About a month ago I decided the time had come to find out why, when I attempted to blank a cd in my cd rewriter, cdrecord (the program I was using to do this) hung – and then could not be killed off because the operating system thought it had outstanding I/O in progress.
This meant getting down to a copy of linux source code, building a system with some debug statements in it and finding out what was going on.
It was a hard three weeks, but I have eventually proved that there was a hardware problem with my drive. I must say, it was one of the most satisfying activities I have undertaken recently.
It reminded me of my time at college, when I would spend my evenings in the bar at the local halls of residence with a dump from the latest run of my program (this was the late ’60s so interactive debugging was not possible) and use the information in it to figure out what was wrong
Although I have been fascinated by computers since I was 11, and knew that I would have a career in them, it was not until much later that I realised that it was this aspect of computing which was my pleasure. In my early career building bespoke systems for customers was the norm, and I was in several projects where a team of us would do just that. Coding for me was a chore to get through to get the basics of a system in place. Module testing the code to ensure it worked as it should was much better, but when we got to final integration, then I really shone. I was always the one who had an almost instinctive feeling of where a bug lay (even if it was not my code) and was regularly asked by my colleagues for advice. But my most enjoyable moments were when tackling really difficult problems.

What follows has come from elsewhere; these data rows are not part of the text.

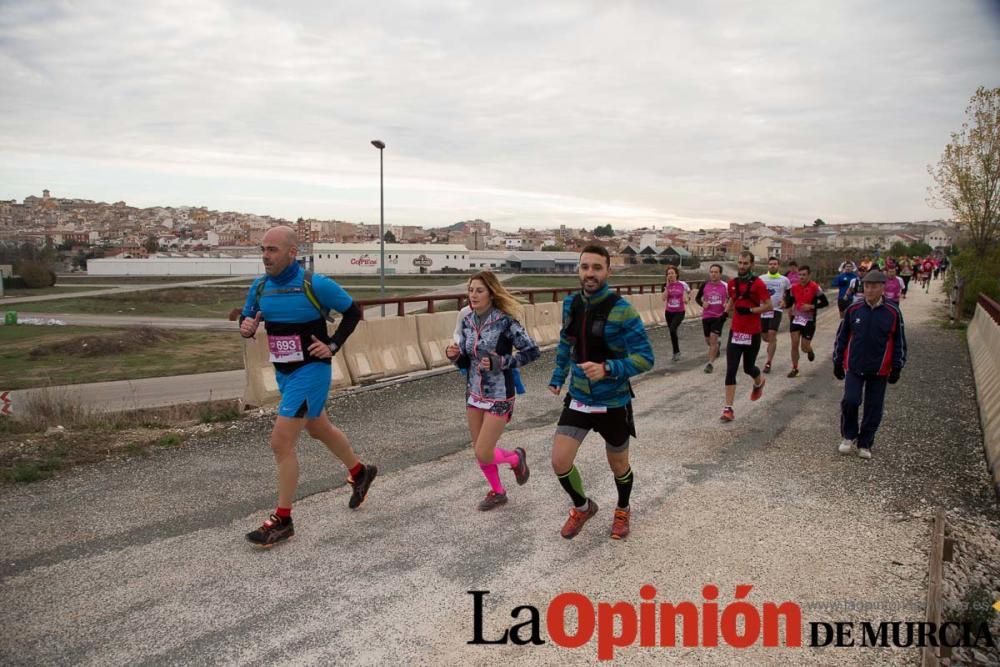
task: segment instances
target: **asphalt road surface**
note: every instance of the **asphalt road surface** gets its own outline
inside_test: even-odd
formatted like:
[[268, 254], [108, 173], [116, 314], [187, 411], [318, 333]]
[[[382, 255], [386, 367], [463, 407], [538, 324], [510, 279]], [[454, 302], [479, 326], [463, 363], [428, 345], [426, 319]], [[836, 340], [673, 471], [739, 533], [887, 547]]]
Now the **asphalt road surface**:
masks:
[[[936, 486], [937, 470], [924, 477], [898, 458], [932, 447], [935, 423], [975, 420], [967, 400], [952, 405], [920, 389], [930, 379], [921, 373], [931, 372], [921, 371], [921, 360], [962, 358], [948, 356], [960, 355], [957, 338], [934, 333], [939, 305], [926, 295], [904, 304], [908, 326], [920, 334], [914, 370], [889, 390], [884, 427], [899, 435], [878, 440], [871, 461], [836, 453], [842, 385], [829, 361], [836, 308], [821, 319], [819, 358], [804, 361], [795, 379], [785, 377], [782, 327], [764, 397], [751, 403], [741, 375], [730, 424], [718, 421], [722, 369], [702, 372], [700, 324], [682, 327], [679, 363], [669, 361], [665, 331], [652, 332], [658, 361], [635, 383], [633, 532], [621, 542], [608, 537], [615, 491], [593, 435], [577, 465], [601, 509], [576, 539], [559, 537], [568, 503], [548, 462], [561, 407], [545, 390], [551, 352], [526, 367], [528, 394], [501, 440], [526, 448], [531, 478], [516, 486], [502, 471], [510, 502], [489, 513], [475, 510], [487, 486], [468, 445], [456, 373], [333, 399], [331, 417], [366, 461], [379, 464], [379, 477], [365, 504], [349, 510], [342, 467], [303, 436], [297, 534], [270, 551], [243, 539], [274, 502], [266, 417], [146, 459], [0, 488], [3, 661], [592, 664], [596, 635], [578, 648], [556, 643], [546, 624], [553, 600], [577, 591], [595, 605], [638, 608], [649, 597], [640, 594], [646, 584], [656, 601], [691, 601], [699, 610], [703, 586], [714, 584], [720, 614], [738, 585], [750, 585], [746, 600], [756, 609], [766, 601], [799, 605], [804, 642], [813, 621], [922, 620], [928, 517], [936, 502], [981, 502], [963, 495], [974, 481]], [[967, 383], [967, 373], [957, 381]], [[932, 407], [935, 422], [906, 436]], [[974, 423], [962, 423], [975, 432]], [[981, 441], [949, 442], [941, 460], [974, 461], [975, 444], [981, 451]], [[936, 502], [928, 502], [932, 493]], [[489, 591], [482, 594], [484, 639], [530, 620], [530, 605], [539, 610], [543, 643], [469, 644], [469, 591]], [[564, 620], [574, 634], [575, 612]], [[598, 619], [604, 637], [618, 627], [609, 622]], [[518, 637], [529, 634], [526, 626]], [[628, 664], [712, 665], [911, 665], [919, 658], [914, 649], [720, 643], [644, 648], [636, 640], [614, 656]], [[607, 648], [607, 640], [601, 644]]]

One such project was when microprocessors where first available. Our customer had some strange paper tape readers (made by Plessey) which would communicate their eight bit characters in a twelve bit code If an error was detected by the receiver, a signal via the modem carrier back would cause the paper tape reader to stop, back up 30 characters and restart (ignoring the 59 characters whilst the reader returned to the character in error).
Our job was to write a communications concentrator to receive multiple simulatenous tranmissions from these concentrators and convert to a protocol to talk to a mainframe (an ICL 2900). We used a minicomputer as the main controller, with special purpose microprocessor cards to handle the paper tape reader protocol. These processors had a count down timer that was set to go off in the middle of each bit (so the state of the bit could be read) and another interrupt on each state change on the data line (so we could synchronise from the bit edge).
Everything was working, except that every 20 minutes the paper tape reader would go into a loop continuously recyling back and forth its 60 character error correction. It took me two weeks of digging to find a 1 in a million problem (one bit in a million was every 20 minutes). In the end I discovered that the middle of the bit interrupt and the edge interrrupt were happening within 20 microseconds of each other (presumably because of noise on the line) and there was a small window were interrupts were enabled whilst in an interrupt service routine causing havoc.
I got a real buzz when a small correction to prevent this meant that every thing just worked. But despite the fact that each day had meant a two hour commute on the train to the clients site, and the long hours I had also really enjoyed that period of intense detective work.
So I appear to have different motivations than most people in the open source world. Debugging is my pleasure.